Scott eyed Johnny warily.: "He really has a strange way of showing it."

Smiling sadly he added after a while: "But perhaps I shouldn't be that astonished. Actually, if I think back, he always had strange way of showing feelings.... and actually I have known that all the time." He sighed. "But damn,........it hurts!"  

Johnny shifted in his seat and looked down at his hands. "Knowing that doesn't dim the hurt, huh? I know well how that feels, Scott, finding out that somebody you used to look up to..... that somebody who was kinda......... hero to you turns out to be a very normal human being."  He looked up into Scott's eyes. "I felt the same when I learned that my mother had lied to me all the years ..... about Murdoch." He paused and let out a breath. "Can't be helped. She's my mother and I love my mother anyway. Same with your grandfather, I guess. You can't stop loving him. Nothing wrong with that, I figure. It's just the way things are....." Johnny shrugged and looked at Scott, waiting for his reaction.

Finally Scott smiled and wrapped an arm around his brother's shoulders, squeezing ligthly. "Since when,  Little Brother, have you gotten so smart?"

Johnny grinned, his eyes sparkling: "I've always been, Big Brother. Only thing is - you didn't notice........maybe since normally you are the smartass..........."

Scott quickly grabbed Johnny's hat at the brim and pulled it over his brothers eyes. "Be careful, Little Brother, or I'll really have to teach you some manners some day!"

Chuckling, Johnny shoved his hat back, took up the reins and flicked them across the horses' backs. "Now, Boston, let's go home! Murdoch and Teresa are waiting, I'm hungry and you - you need to rest!" 

Scott leaned back, relief evident on his face. Johnny knew it would take time to overcome what happened, but Scott had his family to lean on.


Murdoch looked out of the large window behind his desk, wishing his sons would show up.

Quick footsteps approaching told him that Teresa had entered the Great Room. She appeared by his side and wrapped an arm around his waist. Leaning her head against his shoulder, she asked: "You are waiting for the boys, aren't you?"

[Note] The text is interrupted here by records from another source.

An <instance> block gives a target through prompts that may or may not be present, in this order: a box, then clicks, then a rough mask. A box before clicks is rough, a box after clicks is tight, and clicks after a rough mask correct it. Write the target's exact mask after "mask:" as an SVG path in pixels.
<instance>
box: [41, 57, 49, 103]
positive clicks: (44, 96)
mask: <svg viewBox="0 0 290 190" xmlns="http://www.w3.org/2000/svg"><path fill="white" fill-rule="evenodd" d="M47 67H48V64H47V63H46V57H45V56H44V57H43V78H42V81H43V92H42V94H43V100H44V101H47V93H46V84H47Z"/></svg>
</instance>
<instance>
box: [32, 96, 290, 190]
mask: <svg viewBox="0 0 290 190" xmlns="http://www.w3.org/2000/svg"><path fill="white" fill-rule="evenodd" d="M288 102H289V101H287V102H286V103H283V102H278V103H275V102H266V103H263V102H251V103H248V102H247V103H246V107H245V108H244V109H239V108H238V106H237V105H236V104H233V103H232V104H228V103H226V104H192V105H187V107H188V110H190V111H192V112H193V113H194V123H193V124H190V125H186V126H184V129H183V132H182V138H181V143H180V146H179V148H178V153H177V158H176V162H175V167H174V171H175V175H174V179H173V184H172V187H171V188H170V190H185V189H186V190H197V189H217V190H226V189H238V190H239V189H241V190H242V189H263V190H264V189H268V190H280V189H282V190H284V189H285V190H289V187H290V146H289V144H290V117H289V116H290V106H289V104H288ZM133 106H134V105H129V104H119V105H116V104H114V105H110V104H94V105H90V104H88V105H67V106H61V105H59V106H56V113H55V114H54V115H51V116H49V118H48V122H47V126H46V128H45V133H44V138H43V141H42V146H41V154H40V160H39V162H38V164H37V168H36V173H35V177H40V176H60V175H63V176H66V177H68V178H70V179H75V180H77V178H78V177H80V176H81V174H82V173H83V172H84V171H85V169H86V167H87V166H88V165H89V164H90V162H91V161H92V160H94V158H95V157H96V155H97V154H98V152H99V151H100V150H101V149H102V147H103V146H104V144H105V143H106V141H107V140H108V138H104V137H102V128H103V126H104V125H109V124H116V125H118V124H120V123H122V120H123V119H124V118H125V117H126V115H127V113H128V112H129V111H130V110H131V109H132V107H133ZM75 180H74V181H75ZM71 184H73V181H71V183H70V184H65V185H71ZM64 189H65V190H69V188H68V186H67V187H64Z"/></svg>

"Yes, dear." Throwing an arm across her shoulders, he planted a kiss on the top of her brown head, his eyes never leaving the road from the distant hills. "But don't worry, they'll be back soon." 

She lifted her head to look at him and smiled affectionately: "I'm not worrying, Murdoch. YOU are."

Puzzled he turned to look at her, raising his brows. Was he that easy to read?

Suddenly she pulled free from his grip and stretched out her arm. "There they come!"

Murdoch stepped closer to the window to have a better look. Indeed, there they were coming. The wagon had just passed the Lancer Arch and was still far away, but he could already see both his boys, sitting side by side on  the wagon seat.

He let out a breath of relief. Why had he been that nervous? Did he have a reason not to trust Scott? Of course they would come home were they belonged - both of them.